Cowboys

Anna Kerrigan’s new film, COWBOYS, is a touching story about accepting who your children are, that uses the masculine norms of the cinematic depiction of cowboys to situate its discussion about gender identity and gender presentation. Buoyed by strong performances showing a father-son relationship, it’s an interesting and heartfelt look at gender identity issues in a rural American context.

Sally (Jillian Bell) goes to wake up her daughter but finds the bed empty and the bedroom window open. She suspects her ex-husband and calls the police to report her missing daughter. But her daughter hasn’t been her daughter for some time. Joe (Sasha Knight) is a boy and has run away into the mountains of rural Montana with his father, Troy (Steve Zahn), to be a cowboy. Though suffering from occasional mania and erratic behaviour, Troy recognises who his son is and wants to start a new life with him.

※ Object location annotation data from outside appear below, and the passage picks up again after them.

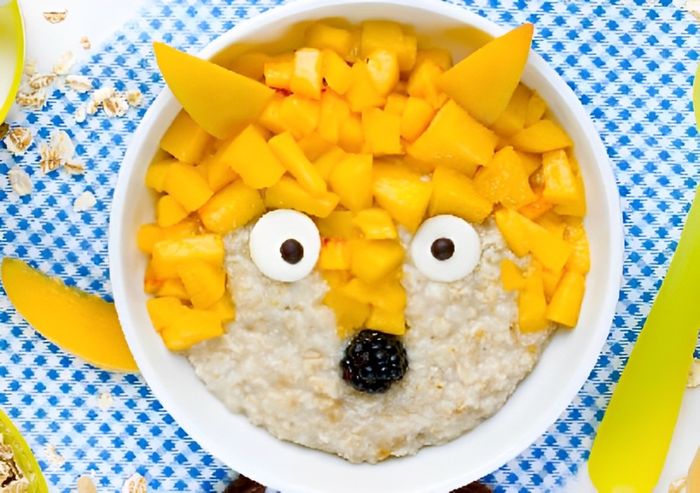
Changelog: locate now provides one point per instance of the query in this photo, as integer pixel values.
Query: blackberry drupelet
(373, 361)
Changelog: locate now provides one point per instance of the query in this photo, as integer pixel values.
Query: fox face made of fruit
(382, 162)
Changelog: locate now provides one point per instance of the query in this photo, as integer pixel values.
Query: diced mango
(187, 186)
(511, 276)
(232, 207)
(455, 193)
(532, 305)
(335, 254)
(169, 211)
(390, 322)
(191, 327)
(204, 282)
(351, 179)
(169, 254)
(375, 224)
(251, 157)
(293, 159)
(287, 193)
(416, 117)
(402, 193)
(374, 260)
(542, 136)
(307, 79)
(454, 138)
(185, 140)
(382, 132)
(504, 180)
(338, 224)
(565, 306)
(336, 72)
(483, 83)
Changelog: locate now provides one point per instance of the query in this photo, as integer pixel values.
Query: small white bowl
(538, 401)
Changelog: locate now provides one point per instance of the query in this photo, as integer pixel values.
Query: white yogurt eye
(285, 245)
(446, 248)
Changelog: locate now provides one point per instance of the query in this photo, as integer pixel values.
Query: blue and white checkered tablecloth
(630, 62)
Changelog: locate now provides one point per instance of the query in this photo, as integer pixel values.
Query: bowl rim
(460, 14)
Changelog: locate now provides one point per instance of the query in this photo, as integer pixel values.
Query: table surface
(98, 20)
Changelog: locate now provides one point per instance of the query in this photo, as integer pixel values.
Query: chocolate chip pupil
(442, 248)
(292, 251)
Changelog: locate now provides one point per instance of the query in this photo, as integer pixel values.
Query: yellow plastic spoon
(630, 449)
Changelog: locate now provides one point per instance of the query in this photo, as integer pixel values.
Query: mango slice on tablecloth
(79, 323)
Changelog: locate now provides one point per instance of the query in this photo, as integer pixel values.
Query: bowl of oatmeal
(319, 338)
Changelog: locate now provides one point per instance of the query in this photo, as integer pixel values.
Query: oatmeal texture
(279, 361)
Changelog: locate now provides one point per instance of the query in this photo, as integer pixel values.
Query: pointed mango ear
(219, 100)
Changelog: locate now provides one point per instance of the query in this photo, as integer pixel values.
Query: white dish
(537, 402)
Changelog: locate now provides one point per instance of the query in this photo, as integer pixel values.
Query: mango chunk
(454, 138)
(287, 193)
(168, 254)
(375, 224)
(542, 136)
(382, 132)
(185, 140)
(505, 181)
(351, 179)
(251, 157)
(238, 102)
(233, 207)
(455, 193)
(374, 260)
(402, 193)
(483, 83)
(82, 324)
(187, 186)
(566, 302)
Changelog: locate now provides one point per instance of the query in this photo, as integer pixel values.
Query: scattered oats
(84, 202)
(79, 83)
(694, 380)
(55, 16)
(18, 139)
(20, 181)
(86, 485)
(135, 484)
(134, 97)
(39, 81)
(64, 63)
(115, 106)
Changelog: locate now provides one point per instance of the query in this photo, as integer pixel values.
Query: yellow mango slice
(232, 207)
(185, 140)
(375, 224)
(566, 302)
(168, 254)
(455, 193)
(293, 159)
(238, 102)
(82, 324)
(382, 132)
(374, 260)
(542, 136)
(454, 138)
(169, 211)
(483, 83)
(251, 157)
(187, 186)
(287, 193)
(504, 180)
(351, 179)
(402, 193)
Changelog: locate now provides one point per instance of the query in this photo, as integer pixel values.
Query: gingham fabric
(630, 62)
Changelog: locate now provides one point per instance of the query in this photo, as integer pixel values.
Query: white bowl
(538, 401)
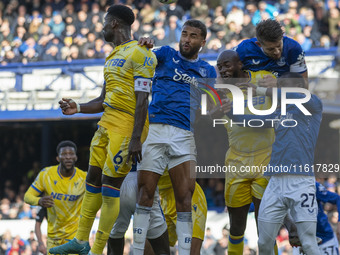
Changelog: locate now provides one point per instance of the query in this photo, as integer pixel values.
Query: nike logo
(116, 167)
(256, 62)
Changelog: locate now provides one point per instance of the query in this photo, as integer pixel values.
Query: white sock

COWBOYS alternates scenes between the past and the present. In the past, we see Joe living as a little girl coming to terms with his gender identity and how this contributes to the breakdown of Troy and Sally’s marriage. In these early scenes, the camera lingers on Joe as he scrutinises the men around him: their movements while bowling, the way they wear their plaid shirts, their boots, their belts, their hats. He watches these contemporary cowboys from the outside, knowing that this is who he should be. After Joe comes out to Troy, the two struggle with Sally’s reaction — ”You’ve got one body, one path, and God’s got the game plan” — while Troy’s mental health issues widen the growing chasm between them.

The relationships between Joe and his two parents are the emotional core of the story. The film excels during the touching scenes between father and son as Joe tells Troy about realising that he’s a boy; that he feels like “aliens put him in a girl-body as a joke”. This father-son relationship is centred during the scenes in the present, where Troy takes Joe into the mountains to start a new life across the Canadian border. Both Sasha Knight and Steve Zahn give great performances, with Knight particularly notable for his young age and Zahn balancing the big performance of his manic episodes with tender supportiveness for Joe. There’s something of Debra Granik’s wonderful LEAVE NO TRACE to these scenes of father and child journeying into the wilderness together, though COWBOYS doesn’t have the same subtlety to its discussions of mental health as LEAVE NO TRACE.

Since men’s relationships dominate the film, Sally (and Sally’s relationship with Joe) feels a little underserved. Her arc works in the context of the film, but discussions around the role of women under patriarchy and in the cultural milieu of rural Montana are alluded to rather than explored. There’s a throwaway line when Sally refuses to accept Joe’s identity and angrily asks Troy, “Who would choose to be a girl?” alluding to Sally’s feeling that “choosing” to be a boy would be an attractive option for a woman in contemporary America. As the film’s title suggests, the narrative is firmly situated on the masculine and Joe’s story as a trans boy.

This focus is emphasised through the heightened masculinity of the contemporary cowboy figure and rural American men. The cowboy figure is a fairly unique form of gender presentation — one with a well-defined tradition in cinema — and these heightened masculine norms feed into Joe’s discovery of himself in an interesting way. Situating a story about a child discovering their gender identity in the mountains of rural American allows for an interesting and emotional exploration of the subject.